A quick glance at their annual report will confirm this–they’ve more than doubled their average revenue per transaction in the last few years. This is an amazing feat: even if the number of customers coming through the door each day stays the same (hint: it hasn’t) revenues and profits go up. So how can we as small business owners learn from this?
The first step to growing your revenue per customer (let’s call it “RPC” for short) is to brainstorm what your customers might be interested in purchasing in addition to your core product or service. If you’re Starbucks, it’s a pretty natural thing to do:
“Well, while they’re sipping their coffee they might want to check their email. We’ll provide them pay-access to the Internet. In addition to the revenues from the access, they might even stay longer and buy another cup of coffee!”
OK, great idea… now let’s take it a step further…
“People often comment on the music that’s playing in our stores… perhaps they’d buy CD compilations?”
Great! Keep going…
“Our cookies and pastries sell especially well during the lunchtime hour… I wonder if people would buy sandwiches and salads?”
As you can see, Starbucks has taken their core revenue stream (coffee and coffee beverages) and added complementary products and services that make sense given their customer’s primary reason for the visit. They’ve applied a little leverage *to each customer that walks into their store, and have managed to increase–often double–the revenue they receive from that customer. Let’s think about how we can apply this in other businesses.

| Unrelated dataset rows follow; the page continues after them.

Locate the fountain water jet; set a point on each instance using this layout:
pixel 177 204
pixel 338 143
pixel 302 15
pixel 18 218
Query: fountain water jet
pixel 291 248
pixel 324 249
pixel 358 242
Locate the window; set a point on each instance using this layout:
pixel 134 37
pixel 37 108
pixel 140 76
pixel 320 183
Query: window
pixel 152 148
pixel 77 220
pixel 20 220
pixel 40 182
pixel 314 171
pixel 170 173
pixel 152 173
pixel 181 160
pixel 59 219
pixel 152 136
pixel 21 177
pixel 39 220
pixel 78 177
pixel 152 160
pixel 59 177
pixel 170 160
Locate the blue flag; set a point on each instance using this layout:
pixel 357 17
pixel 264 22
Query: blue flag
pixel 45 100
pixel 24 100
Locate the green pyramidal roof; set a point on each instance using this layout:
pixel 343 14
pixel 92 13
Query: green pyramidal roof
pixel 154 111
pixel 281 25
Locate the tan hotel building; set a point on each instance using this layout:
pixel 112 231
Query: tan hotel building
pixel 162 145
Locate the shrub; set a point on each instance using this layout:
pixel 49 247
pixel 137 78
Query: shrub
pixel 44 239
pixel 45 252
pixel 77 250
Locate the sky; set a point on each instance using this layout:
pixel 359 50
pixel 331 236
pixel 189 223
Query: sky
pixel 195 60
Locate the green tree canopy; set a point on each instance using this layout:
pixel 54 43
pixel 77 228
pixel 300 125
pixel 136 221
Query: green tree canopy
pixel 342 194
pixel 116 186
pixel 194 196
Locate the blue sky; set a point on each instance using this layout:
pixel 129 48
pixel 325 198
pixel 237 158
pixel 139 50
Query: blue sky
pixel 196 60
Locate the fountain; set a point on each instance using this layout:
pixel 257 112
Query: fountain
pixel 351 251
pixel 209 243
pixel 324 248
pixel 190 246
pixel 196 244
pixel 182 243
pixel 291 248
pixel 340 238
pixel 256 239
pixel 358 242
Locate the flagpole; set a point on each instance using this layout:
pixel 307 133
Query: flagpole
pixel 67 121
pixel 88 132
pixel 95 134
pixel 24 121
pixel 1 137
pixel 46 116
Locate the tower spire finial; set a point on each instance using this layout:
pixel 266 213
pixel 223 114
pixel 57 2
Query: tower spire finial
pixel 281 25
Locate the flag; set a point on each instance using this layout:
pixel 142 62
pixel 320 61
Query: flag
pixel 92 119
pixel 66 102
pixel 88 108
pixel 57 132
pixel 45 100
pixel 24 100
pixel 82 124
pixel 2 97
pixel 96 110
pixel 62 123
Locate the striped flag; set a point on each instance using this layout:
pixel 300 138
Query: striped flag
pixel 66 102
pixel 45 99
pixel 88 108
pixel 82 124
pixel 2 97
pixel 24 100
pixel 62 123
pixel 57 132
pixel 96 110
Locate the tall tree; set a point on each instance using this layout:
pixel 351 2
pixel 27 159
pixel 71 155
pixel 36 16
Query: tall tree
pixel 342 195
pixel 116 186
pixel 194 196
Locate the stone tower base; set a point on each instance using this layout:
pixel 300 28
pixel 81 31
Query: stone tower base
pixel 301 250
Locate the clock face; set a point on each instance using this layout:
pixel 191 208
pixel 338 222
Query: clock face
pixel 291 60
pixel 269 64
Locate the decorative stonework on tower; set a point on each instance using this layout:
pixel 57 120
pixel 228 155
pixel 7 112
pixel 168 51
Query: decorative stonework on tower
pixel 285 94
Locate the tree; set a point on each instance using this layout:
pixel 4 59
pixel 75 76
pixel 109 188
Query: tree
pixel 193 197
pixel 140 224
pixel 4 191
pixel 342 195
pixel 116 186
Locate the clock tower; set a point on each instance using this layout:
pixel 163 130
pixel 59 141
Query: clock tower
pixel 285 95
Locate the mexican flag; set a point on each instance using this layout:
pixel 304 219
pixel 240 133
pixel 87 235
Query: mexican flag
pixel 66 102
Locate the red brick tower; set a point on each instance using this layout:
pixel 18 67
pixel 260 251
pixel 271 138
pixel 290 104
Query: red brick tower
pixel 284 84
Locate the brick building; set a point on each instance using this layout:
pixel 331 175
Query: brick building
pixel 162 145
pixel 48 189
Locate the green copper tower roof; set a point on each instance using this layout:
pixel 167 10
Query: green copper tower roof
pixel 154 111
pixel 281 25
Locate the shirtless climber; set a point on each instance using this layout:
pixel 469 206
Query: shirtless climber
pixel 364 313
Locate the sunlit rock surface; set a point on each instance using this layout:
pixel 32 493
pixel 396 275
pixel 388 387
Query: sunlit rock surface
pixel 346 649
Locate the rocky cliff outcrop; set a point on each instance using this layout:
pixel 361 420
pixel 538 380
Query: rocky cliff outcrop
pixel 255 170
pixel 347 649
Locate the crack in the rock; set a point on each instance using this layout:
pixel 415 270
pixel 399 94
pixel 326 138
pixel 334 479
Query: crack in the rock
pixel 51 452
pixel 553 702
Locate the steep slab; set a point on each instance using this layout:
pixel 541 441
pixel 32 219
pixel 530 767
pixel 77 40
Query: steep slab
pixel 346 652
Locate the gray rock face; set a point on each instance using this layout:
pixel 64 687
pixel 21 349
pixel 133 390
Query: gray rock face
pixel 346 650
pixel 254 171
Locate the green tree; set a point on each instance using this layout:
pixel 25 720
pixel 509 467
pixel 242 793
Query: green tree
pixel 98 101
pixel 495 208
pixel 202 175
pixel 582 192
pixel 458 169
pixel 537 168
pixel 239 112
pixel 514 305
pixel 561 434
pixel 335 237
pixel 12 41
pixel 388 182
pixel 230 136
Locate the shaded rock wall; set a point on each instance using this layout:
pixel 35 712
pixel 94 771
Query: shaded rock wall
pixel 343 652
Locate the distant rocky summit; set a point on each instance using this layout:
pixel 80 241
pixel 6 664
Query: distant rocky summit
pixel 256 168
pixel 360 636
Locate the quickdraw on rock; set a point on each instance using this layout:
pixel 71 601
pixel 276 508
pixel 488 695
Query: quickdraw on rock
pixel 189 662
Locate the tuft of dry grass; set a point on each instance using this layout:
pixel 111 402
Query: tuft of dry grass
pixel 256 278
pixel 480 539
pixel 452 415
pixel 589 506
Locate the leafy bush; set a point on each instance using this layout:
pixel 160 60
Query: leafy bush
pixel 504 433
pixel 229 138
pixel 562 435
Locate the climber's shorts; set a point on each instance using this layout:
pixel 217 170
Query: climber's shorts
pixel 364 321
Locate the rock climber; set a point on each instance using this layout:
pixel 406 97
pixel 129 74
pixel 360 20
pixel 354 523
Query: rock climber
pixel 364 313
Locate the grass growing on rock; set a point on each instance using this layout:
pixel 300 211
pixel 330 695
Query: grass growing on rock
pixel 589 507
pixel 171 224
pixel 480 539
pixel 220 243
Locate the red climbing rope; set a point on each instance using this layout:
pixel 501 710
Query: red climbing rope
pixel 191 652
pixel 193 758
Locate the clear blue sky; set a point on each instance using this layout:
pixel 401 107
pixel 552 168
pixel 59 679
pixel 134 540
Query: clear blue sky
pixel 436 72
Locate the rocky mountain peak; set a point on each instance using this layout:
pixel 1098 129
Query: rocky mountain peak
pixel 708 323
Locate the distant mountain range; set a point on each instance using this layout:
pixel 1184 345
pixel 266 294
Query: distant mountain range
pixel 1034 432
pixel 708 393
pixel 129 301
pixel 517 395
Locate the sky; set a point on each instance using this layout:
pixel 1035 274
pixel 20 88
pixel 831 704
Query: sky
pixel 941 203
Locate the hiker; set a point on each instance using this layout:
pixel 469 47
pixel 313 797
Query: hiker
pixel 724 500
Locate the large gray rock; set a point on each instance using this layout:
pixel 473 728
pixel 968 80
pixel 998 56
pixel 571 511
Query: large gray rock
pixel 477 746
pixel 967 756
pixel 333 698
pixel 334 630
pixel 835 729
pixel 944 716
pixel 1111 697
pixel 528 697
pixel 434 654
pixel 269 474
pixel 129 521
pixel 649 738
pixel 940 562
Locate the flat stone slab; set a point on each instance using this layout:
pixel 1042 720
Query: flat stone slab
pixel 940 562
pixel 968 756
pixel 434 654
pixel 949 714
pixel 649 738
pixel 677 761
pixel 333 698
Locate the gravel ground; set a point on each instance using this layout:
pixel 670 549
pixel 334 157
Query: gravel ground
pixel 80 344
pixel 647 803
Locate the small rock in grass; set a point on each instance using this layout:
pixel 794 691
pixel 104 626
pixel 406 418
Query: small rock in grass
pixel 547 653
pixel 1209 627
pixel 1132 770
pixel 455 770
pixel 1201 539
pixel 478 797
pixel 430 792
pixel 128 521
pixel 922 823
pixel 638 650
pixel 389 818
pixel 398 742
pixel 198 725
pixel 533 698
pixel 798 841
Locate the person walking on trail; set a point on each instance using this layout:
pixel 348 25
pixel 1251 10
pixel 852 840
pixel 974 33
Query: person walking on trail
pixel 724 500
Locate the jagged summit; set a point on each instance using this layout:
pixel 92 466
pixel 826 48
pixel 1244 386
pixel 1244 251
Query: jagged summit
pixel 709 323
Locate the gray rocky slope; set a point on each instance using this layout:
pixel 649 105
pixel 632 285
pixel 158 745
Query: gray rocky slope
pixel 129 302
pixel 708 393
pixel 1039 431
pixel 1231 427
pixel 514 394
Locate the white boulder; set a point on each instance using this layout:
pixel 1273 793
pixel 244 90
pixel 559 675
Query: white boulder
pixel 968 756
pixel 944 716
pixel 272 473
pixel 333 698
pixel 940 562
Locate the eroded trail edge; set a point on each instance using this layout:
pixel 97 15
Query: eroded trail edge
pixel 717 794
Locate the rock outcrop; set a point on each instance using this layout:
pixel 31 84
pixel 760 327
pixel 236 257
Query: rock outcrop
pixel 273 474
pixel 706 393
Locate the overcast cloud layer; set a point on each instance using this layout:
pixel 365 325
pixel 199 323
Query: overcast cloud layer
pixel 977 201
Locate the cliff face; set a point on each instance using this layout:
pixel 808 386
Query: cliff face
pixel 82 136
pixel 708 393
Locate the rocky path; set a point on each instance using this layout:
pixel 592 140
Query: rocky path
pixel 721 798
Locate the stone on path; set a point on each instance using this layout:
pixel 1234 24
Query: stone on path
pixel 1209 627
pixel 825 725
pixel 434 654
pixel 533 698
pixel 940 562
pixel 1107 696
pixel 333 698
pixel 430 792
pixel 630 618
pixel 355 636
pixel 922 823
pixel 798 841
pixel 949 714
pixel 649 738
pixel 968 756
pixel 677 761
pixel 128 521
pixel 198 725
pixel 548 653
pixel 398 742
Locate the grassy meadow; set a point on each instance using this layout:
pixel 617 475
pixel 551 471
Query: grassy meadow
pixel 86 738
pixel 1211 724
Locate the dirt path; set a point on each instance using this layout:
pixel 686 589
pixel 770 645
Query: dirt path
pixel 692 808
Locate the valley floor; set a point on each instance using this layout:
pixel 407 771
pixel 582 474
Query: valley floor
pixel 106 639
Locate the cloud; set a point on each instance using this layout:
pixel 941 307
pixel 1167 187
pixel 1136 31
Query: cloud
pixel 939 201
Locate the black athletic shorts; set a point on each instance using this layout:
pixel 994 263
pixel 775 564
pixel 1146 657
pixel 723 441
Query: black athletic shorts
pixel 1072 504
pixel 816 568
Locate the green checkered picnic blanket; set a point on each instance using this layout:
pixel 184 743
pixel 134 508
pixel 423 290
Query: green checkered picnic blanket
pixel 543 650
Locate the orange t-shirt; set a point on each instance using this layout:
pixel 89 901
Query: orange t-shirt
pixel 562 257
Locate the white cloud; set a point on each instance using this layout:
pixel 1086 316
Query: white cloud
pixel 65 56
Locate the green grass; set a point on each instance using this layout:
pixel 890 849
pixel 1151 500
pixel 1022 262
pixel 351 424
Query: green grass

If you own a video rental store are you selling popcorn and candy to your customers? How about movie soundtracks? Is there a copy of the “Lord of the Rings” *books *next to the *movies? Why not?
If you are a consultant that provides web design and development services, have you partnered with a hosting company that provides you with a share of revenues for the customers you refer? Have you partnered with a company that provides a content management and/or commerce solution? Why not?
The key here is to find complementary products and services and *monetize *them, but without making your customers feel “over-sold.” If you do it right you may find that your *RPC *goes through the roof.
If you need a little inspiration, I recommend you stop by the master and get yourself a cup of coffee.